By 1950, almost everyone had access to a wide variety of photographic equipment and services, depending on what they wanted. Photography shops sold cameras and accessories, lab equipment, films and papers. They could develop films and print enlargements for customers; their owners were often active photographers outside of business hours.
The ease with which new models of cameras with their little reels of film could be used attracted a wide range of users, which the photography industry soon learned to target using suitable advertising campaigns: women, youths, so-called enlightened amateurs, who had access to a whole array of manuals and clubs… and of course rich customers, who could find the gem to fulfil their every desire in the nearest shop.
The success of the Leica and then the Contax prompted manufacturers to offer their considerable potential market other models that were more compact and less expensive.

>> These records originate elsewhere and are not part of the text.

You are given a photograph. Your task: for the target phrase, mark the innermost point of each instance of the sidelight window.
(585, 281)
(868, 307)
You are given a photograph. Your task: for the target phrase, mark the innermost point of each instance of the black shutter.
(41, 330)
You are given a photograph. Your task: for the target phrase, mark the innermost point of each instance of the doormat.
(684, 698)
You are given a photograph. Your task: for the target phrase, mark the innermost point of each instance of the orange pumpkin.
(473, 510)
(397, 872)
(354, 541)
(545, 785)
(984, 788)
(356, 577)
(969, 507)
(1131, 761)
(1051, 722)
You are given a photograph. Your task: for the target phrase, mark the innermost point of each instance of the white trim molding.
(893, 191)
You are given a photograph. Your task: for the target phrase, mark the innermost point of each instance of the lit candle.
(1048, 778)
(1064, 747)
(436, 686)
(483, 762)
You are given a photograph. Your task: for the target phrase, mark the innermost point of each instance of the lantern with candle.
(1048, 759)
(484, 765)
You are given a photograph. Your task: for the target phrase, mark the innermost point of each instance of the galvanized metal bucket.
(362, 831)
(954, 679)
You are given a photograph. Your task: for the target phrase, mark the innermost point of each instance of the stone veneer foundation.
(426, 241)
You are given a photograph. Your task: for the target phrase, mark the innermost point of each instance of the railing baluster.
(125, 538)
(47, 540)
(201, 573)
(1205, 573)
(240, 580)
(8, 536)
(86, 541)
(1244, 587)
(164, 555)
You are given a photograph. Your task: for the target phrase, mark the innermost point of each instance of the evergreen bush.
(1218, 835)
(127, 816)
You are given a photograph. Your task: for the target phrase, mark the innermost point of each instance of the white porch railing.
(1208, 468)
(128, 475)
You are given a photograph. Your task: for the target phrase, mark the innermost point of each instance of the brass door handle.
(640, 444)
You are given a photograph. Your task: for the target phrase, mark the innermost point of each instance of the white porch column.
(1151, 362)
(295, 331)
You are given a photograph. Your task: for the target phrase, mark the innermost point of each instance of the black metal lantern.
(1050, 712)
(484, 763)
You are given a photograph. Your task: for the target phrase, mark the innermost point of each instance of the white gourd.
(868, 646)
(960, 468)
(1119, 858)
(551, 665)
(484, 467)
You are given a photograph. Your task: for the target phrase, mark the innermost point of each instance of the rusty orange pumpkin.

Kodak marketed a disposable 35 mm film cartridge for the Retina, manufactured by its German branch from 1934, which was compatible with all existing cameras, and contributed to the success of the small format.
Along with a camera to suit one’s budget, at a photography shop anyone could find personalised advice or even lessons, all sorts of publications, and an after-sales service, which ensured that films were developed and photographs were printed. Those who wished to process the images themselves could acquire an enlarger adapted to their needs, lab material, vats for developing negatives and all sorts of paper for the prints.